Hidden Figures add up to success

Janelle Monae (l), Taraji P Henson and Octavia Spencer


It is very rare to see a film about women which takes a celebratory tone. It is even rarer when the women in question are women of colour, which is what makes Hidden Figures such a transcendent experience. It is a joyous, feel-good film which not only celebrates achievement and empowerment but also makes one wonder how this story has remained untold for so long.

The story of America’s conquest of space is invariably told through the filter of the Mercury Seven, John Glenn et al whose story is superbly told in Tom Wolfe’s The Right Stuff. However, as fans of Wolfe will know, these men were just ‘spam in a can’ and considered themselves as such. The real challenge faced those whose job it was to get them into space and back again in one piece.

Hidden Figures turns on an accident of timing. To qualify for its massive budget appropriation NASA had to be an equal opportunity employer which meant it had to employ women of colour. No mean feat for an organisation headquartered in the Deep South. Of course it didn’t have to promote them, just employ them.

So this story is one of three women trying to pursue their career dreams in the face of, at best, intransigence and at worst downright opposition. Maths prodigy Katherine Goble (Taraji P. Henson), administrator Dorothy Vaughan (Octavia Spencer) and scientist Mary Jackson (Janelle Monae) are each very good at what they do but are constantly thwarted by prejudice.

Goble has no toilet facilities in her building, Vaughan is denied a promotion she richly deserves, while Jackson is unable to get the qualifications she needs to advance her career because of a segregationist educational policy.

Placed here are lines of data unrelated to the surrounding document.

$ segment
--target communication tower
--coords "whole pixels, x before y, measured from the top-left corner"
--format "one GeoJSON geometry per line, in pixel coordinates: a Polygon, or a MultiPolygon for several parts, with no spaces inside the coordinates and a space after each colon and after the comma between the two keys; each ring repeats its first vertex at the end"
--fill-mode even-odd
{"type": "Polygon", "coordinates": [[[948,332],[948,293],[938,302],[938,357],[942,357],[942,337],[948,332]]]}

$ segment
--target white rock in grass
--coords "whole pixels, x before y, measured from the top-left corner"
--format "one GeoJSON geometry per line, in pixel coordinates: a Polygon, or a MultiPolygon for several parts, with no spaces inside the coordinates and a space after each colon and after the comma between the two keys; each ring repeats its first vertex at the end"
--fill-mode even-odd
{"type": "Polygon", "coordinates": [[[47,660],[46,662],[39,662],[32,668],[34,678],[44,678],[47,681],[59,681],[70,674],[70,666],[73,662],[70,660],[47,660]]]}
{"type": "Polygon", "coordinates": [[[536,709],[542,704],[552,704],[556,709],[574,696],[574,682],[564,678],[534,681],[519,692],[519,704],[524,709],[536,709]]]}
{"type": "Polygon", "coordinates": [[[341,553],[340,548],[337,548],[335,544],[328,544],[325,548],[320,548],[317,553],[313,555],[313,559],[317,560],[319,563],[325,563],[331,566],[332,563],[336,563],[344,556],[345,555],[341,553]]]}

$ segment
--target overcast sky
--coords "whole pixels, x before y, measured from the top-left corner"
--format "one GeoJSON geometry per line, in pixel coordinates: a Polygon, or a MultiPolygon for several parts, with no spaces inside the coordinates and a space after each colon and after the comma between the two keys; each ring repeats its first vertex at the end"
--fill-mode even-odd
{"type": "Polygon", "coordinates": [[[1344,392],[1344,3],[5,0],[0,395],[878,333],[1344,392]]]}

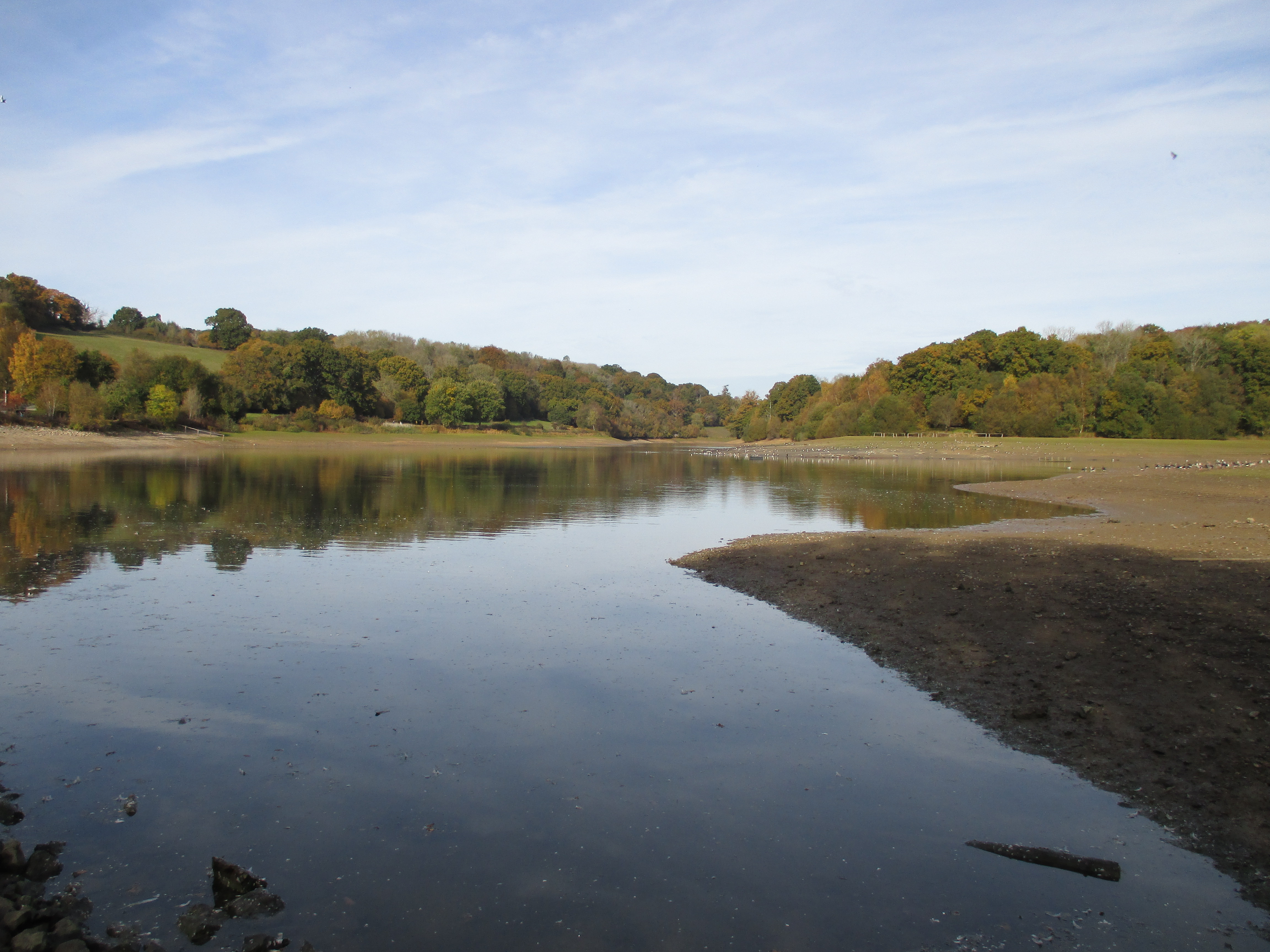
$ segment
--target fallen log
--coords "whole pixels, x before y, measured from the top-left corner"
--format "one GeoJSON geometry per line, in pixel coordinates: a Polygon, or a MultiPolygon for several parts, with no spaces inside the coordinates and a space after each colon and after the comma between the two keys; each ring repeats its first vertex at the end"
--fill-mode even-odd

What is remarkable about Hidden Figures is that none of these women requires the saving intervention of a white male. They each have agency in their own resolution and are perfectly capable of sorting things out for themselves. This, I think, is the most important aspect of Hidden Figures, and conversely it is the area which has attracted most criticism.

The film has been accused of a certain ‘made for TV’ sensibility and while I wouldn’t go that far I would concede that it tells its story in broad strokes. However, to my mind, the content is so important that the form has to be as accessible to as many people as possible. This is a film that will inspire women of all ages and ethnicities so why not celebrate the accomplishment of these remarkable women in a feel-good style.

The performances from all three women are marvellous. They bring home the real economic and social cost of racism without ever being strident or preachy. Henson is the flashiest role but the others make a big impression. Mahershala Ali, for the second time this week, contributes a small but memorable role and Kevin Costner continues his career revival in an understated role as the man whose job it is to get all this to work.

The one genuinely transgressive issue with Hidden Figures is in its casting. Jim Parsons is a grudging and narrow-minded scientist while Kirsten Dunst is a prissy, condescending office manager. Neither of them is especially well served by their roles but it does make a change to see the two thankless, stereotypical roles played by white actors.